By far, the best piece was the one that concluded the first half, the F# minor polonaise (op. 44), which dazzled with booming thunder and delicate melodic moments. Some critics of this recital in other cities have wondered if Pollini is the right player for Chopin, that he does not apply enough rubato to his tempi and plays too rigidly. All major pianists play these pieces and endless amounts of individual nuances have been applied, stretching the music in all different ways. Listening to Pollini's Chopin, I had the sensation of looking at a Renaissance masterwork after a drastic restoration. All those layers of dust and varnish had been stripped away, and what we were hearing was Chopin's score without the accumulated crud.
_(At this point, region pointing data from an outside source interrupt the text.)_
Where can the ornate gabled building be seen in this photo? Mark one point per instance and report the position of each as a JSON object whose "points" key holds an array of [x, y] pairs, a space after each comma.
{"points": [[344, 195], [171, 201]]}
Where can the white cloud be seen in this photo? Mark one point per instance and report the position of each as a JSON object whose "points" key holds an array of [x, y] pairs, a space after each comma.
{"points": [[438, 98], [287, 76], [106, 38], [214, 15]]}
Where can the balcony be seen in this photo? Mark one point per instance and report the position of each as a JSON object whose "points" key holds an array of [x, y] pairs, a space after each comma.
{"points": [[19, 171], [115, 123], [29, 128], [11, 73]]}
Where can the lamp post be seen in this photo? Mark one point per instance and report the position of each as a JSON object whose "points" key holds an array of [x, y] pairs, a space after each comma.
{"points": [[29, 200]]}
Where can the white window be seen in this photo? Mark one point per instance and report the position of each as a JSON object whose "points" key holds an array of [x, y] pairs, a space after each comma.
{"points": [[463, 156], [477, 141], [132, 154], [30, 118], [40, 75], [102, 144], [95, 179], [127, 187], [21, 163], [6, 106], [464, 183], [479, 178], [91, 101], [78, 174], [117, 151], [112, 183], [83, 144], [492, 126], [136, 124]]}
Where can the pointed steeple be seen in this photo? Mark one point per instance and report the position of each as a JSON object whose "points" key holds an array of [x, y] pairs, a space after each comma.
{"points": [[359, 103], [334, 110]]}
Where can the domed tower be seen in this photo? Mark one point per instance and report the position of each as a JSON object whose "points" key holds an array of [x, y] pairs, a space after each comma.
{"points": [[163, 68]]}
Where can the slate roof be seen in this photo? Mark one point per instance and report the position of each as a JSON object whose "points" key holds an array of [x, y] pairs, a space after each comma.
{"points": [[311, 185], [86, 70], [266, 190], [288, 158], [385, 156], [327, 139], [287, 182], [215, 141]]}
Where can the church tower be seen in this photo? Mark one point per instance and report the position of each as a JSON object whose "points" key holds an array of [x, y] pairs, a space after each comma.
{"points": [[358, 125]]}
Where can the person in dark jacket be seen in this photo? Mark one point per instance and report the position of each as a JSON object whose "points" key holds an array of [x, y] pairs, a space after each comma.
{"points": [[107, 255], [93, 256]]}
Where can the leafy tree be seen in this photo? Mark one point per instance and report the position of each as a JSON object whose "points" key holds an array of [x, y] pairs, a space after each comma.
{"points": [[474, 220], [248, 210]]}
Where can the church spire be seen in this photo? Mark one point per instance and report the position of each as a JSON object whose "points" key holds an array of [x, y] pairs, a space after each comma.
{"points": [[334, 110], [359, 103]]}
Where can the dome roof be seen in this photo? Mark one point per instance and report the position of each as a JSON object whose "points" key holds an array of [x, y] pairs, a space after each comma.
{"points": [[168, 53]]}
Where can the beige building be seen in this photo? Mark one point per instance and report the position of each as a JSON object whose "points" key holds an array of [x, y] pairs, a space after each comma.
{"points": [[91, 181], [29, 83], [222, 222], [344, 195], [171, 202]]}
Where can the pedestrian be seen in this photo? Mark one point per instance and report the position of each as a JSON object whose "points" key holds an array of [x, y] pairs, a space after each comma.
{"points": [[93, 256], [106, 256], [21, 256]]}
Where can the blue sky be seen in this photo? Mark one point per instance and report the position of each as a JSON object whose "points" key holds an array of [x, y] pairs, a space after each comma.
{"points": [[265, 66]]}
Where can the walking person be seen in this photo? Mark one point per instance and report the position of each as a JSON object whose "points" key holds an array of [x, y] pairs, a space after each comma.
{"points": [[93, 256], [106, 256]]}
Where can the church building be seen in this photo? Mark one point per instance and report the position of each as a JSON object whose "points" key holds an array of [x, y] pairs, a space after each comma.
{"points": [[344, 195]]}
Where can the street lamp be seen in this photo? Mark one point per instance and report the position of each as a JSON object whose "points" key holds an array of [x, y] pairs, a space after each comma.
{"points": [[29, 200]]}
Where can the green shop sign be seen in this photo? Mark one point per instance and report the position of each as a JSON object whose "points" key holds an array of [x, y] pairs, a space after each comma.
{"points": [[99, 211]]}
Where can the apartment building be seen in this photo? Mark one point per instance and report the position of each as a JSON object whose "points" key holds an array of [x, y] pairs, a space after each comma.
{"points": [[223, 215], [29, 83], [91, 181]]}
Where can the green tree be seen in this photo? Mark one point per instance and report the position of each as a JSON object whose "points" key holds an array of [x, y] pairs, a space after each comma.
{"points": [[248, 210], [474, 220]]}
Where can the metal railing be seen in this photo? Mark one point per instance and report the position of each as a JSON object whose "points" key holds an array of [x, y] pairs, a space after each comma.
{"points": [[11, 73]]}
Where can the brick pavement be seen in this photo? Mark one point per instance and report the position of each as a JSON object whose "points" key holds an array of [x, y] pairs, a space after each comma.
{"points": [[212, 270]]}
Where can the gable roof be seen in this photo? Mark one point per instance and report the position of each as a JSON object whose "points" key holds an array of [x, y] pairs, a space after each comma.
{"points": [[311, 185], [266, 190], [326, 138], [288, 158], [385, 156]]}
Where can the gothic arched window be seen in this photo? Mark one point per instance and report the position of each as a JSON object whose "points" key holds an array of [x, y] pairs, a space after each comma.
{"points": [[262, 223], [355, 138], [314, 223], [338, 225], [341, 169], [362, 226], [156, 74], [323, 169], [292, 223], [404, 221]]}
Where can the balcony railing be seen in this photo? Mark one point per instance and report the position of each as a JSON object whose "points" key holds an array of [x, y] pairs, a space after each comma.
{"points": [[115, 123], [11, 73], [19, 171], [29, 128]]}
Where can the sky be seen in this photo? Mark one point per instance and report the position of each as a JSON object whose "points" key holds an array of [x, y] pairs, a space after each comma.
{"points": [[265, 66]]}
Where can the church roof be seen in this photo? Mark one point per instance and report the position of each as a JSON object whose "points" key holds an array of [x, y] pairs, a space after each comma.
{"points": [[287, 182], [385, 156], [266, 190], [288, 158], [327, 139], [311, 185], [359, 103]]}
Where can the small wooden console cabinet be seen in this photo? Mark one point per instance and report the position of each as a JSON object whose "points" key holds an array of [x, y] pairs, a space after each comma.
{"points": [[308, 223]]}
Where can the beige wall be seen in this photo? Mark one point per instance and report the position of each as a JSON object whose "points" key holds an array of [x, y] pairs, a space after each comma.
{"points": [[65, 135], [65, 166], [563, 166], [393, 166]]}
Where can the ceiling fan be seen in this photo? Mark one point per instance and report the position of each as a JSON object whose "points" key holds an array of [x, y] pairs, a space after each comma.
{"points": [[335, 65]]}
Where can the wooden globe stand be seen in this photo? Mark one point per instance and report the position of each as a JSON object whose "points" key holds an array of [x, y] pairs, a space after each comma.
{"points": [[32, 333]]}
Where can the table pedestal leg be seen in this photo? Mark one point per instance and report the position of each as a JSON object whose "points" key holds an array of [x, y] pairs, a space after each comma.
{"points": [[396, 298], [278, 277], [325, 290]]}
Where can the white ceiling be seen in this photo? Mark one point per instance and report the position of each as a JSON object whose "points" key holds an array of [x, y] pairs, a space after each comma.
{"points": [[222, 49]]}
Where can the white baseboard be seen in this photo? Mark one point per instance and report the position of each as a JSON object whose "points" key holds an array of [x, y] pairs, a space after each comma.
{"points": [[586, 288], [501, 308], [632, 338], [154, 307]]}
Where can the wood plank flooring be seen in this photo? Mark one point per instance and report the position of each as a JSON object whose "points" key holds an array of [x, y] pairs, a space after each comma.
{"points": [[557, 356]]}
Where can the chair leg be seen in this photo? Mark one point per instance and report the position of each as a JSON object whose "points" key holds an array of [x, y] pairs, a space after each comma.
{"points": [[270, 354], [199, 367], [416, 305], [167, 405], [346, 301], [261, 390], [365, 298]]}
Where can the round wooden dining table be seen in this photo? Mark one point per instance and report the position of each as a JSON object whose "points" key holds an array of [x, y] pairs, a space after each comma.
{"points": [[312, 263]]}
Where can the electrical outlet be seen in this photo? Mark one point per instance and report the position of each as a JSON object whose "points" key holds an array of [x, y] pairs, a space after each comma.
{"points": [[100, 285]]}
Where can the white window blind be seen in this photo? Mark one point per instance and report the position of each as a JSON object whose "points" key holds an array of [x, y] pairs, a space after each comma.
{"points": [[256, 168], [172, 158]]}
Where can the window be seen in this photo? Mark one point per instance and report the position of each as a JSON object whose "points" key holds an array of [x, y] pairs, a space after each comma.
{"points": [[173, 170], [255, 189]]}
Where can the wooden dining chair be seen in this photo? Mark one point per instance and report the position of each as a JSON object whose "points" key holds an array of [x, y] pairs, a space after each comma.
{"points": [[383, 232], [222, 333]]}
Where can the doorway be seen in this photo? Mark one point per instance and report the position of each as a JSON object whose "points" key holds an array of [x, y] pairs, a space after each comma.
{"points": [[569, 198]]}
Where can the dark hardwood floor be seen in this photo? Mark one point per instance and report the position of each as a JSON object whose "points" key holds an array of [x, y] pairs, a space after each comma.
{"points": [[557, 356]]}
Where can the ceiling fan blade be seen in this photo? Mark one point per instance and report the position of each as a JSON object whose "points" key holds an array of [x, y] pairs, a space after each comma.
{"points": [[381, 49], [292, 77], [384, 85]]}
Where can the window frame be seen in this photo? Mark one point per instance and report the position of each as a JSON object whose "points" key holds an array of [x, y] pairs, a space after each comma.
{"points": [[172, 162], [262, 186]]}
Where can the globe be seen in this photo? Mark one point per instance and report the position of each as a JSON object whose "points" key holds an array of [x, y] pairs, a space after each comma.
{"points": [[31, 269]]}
In the second half, Pollini turned to the music of Franz Liszt, which turns out to be better suited to Pollini's mastery and strength. He opened with four vignettes, all composed late in Liszt's life and rather daring tonally. Programmatically, they told an interesting story together, unintended by the composer. Nuages gris (Gray clouds) and Unstern (Ill-omened) both make forays across the border into atonality, setting a tone of uneasiness for the future. In La Lugubre Gondola (Pollini played the first version, a dismal barcarolle), Liszt sets to music his premonition of the death of fellow composer Richard Wagner, felt as Liszt watched a funeral procession of gondolas in Venice. Liszt composed the last work of this sketch, Richard Wagner -- Venezia, shortly after Wagner actually died in Venice. Pollini brought an orchestral fullness to Liszt's evocation of the music of the Rhine River in Wagner's Ring cycle.
However, Pollini reserved the best for last, a magisterial and occasionally unhinged reading of Liszt's thorny Sonata in B Minor, composed in the 1850s. Liszt conceived this extraordinary sonata as one long movement, which still incorporates the sequence of ideas and tempi in a traditional sonata. However, the same set of themes are developed through a series of continuous variation throughout all of the "movements" or sections, culminating in a complex contrapuntal section that, in Pollini's performance, bordered on the tumultuous. All of the technical aspects are this pianist's forte: his scales whirred up and down without bumps, octaves and large chords romped loudly in rapid succession. It was a tour de force intellectually as well, making perfect logical sense of the form while at the same time Pollini's hands seemed possessed at times by a demonic force, impelling them onward, ratcheting up the speed.
The audience was appreciative enough to merit four encores, beginning with Debussy's architectonic prelude La cathédrale engloutie (The engulfed cathedral), a musical depiction of a story told in Breton legend about a mysterious cathedral that rises out of the ocean, bells ringing, and then sinks back into the water. Three other encores, all Chopin, gave the impression mentioned above, of a Pollini more excited by his encores than the actual program. The etude in C minor (op. 10, no. 12, known as the "Revolutionary") was nothing less than astounding.